Cancer treatments significantly affected by diet, researchers find

By DONNA RACHEL EDMUNDS

Changes in diet can increase the toxicity of a chemotherapeutic drug by up to 100-fold.

A patient receives chemotherapy treatment for breast cancer (photo credit: REUTERS/ERIC GAILLARD)
A patient receives chemotherapy treatment for breast cancer

What we eat has a direct effect on the outcome of medical treatments such as chemotherapy thanks to the interplay between our diets and the microbes in our gut, new research from the University of Virginia has found.

Common elements of our diets can both have positive and negative effects on drugs in terms of both their effectiveness and toxicity – and even changes as small as the addition or removal of one amino acid can have a significant impact, researchers found. Doctors have long known that a patient’s diet can influence treatment, but the scientists were astonished to realize just how much difference small changes to diet can make.

“The first time we observed that changing the microbe or adding a single amino acid to the diet could transform an innocuous dose of the drug into a highly toxic one, we couldn’t believe our eyes,” said Eyleen O’Rourke, PhD, of UVA’s College of Arts & Sciences, the School of Medicine’s Department of Cell Biology and the Robert M. Berne Cardiovascular Research Center. “Understanding, with molecular resolution, what was going on took sieving through hundreds of microbe and host genes. The answer was an astonishingly complex network of interactions between diet, microbe, drug and host.”

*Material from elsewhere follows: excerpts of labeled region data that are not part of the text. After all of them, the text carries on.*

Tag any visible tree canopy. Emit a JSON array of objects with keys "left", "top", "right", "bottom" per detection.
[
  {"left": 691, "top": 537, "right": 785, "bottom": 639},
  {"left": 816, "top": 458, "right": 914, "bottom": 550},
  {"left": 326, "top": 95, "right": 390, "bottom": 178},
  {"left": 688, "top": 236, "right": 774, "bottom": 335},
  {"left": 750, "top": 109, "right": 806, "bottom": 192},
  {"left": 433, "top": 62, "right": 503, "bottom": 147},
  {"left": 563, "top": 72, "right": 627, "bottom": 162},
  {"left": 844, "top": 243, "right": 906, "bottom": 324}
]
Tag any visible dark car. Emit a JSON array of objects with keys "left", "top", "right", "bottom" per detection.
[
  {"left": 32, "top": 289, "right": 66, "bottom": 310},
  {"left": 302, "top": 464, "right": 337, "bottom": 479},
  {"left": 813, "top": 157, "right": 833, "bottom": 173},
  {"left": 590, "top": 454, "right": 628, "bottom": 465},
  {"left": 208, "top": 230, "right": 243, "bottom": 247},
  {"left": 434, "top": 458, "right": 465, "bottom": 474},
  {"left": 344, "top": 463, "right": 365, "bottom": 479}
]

The human body contains more than 1000 different species of microorganisms which play an active role in processing the food we eat and the nutrients we absorb. Changes in our diet influence the health of the microorganisms, which in turn influences how the nutrients in our food, or any other substance we ingest such as medicinal drugs, are absorbed into and used by the body.

Delving deep into this elaborate web of interactions, researchers created a simplified model of the multibiome – the vast community of organisms – found in people in order to study how changing one variable rippled through the whole system. They did this through studying roundworms, to mimic the human host, which carried a non-pathogenic E. coli bacteria to represent the microbes in the human gut.

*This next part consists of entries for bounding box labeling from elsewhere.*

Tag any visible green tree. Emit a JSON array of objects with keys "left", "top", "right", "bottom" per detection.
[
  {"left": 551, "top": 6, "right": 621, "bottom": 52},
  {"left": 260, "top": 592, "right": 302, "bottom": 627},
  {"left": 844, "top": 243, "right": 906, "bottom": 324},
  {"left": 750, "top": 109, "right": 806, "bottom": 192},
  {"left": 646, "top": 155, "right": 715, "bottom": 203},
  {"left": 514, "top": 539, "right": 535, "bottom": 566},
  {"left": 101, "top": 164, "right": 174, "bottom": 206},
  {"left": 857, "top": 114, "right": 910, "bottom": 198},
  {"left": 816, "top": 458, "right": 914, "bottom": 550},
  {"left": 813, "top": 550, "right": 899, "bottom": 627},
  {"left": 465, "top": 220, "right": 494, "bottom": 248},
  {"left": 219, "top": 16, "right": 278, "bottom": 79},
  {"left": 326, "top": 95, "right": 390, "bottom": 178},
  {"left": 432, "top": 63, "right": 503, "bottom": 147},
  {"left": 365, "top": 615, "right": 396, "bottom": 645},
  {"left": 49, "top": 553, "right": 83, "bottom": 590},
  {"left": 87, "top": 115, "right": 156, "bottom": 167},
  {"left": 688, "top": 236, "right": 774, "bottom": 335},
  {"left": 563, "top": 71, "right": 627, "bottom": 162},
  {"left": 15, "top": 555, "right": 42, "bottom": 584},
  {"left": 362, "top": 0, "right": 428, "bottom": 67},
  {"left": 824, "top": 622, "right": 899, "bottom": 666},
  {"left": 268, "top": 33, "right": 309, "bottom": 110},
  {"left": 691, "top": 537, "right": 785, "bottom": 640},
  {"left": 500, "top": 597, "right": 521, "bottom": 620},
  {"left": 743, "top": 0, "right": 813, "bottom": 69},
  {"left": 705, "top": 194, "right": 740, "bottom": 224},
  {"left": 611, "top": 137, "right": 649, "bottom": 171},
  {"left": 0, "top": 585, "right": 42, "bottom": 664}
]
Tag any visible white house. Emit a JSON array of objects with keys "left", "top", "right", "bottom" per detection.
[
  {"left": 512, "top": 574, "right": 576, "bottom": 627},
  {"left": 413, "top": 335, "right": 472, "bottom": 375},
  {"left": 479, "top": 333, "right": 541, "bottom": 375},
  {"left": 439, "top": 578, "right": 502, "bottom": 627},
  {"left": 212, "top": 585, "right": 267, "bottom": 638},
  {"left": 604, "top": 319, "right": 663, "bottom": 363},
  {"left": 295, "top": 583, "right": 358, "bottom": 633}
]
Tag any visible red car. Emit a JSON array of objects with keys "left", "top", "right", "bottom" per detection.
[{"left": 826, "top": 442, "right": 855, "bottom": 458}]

Using this model, they found that changes in diet can increase the toxicity of a chemotherapeutic drug by up to 100-fold. “The same dose of the drug that does nothing on the control diet kills the [roundworm] if a milligram of the amino acid serine is added to the diet,” said Wenfan Ke, a graduate student and lead author of a new scientific paper outlining the findings.

The findings have far-reaching implications on the whole field of medicine, and could mean that doctors in the future prescribe not only drugs, but also detailed dietary guidelines and tailor-made microbe cocktails to maximize the efficacy of the treatment on the patient.

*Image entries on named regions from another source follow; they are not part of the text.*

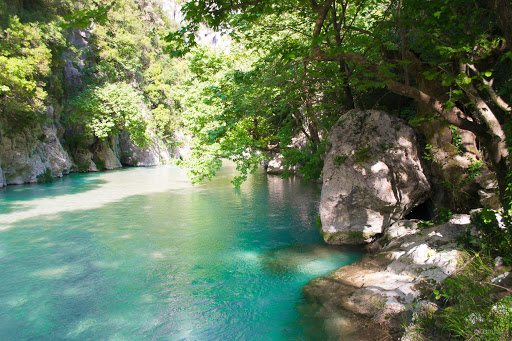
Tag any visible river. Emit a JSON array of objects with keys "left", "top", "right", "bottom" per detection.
[{"left": 0, "top": 165, "right": 361, "bottom": 340}]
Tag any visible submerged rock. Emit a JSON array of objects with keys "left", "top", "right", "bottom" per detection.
[
  {"left": 303, "top": 215, "right": 470, "bottom": 341},
  {"left": 320, "top": 110, "right": 430, "bottom": 244}
]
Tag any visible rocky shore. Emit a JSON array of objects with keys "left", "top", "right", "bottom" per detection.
[{"left": 303, "top": 215, "right": 470, "bottom": 341}]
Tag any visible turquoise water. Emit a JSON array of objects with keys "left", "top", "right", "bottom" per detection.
[{"left": 0, "top": 166, "right": 360, "bottom": 340}]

And although researchers have noticed that diet can affect treatment outcomes before, this study marks the first time that the underlying molecular processes have been fully investigated, paving the way for a more accurate understanding of the relationships in play.

“The potential of developing drugs that can improve treatment outcomes by modulating the microbes that live in our gut is enormous,” O’Rourke said. “However, the complexity of the interactions between diet, microbes, therapeutics and the host that we uncovered in this study is humbling. We will need lots of basic research, including sophisticated computer modeling, to reveal how to fully exploit the therapeutic potential of our microbes.”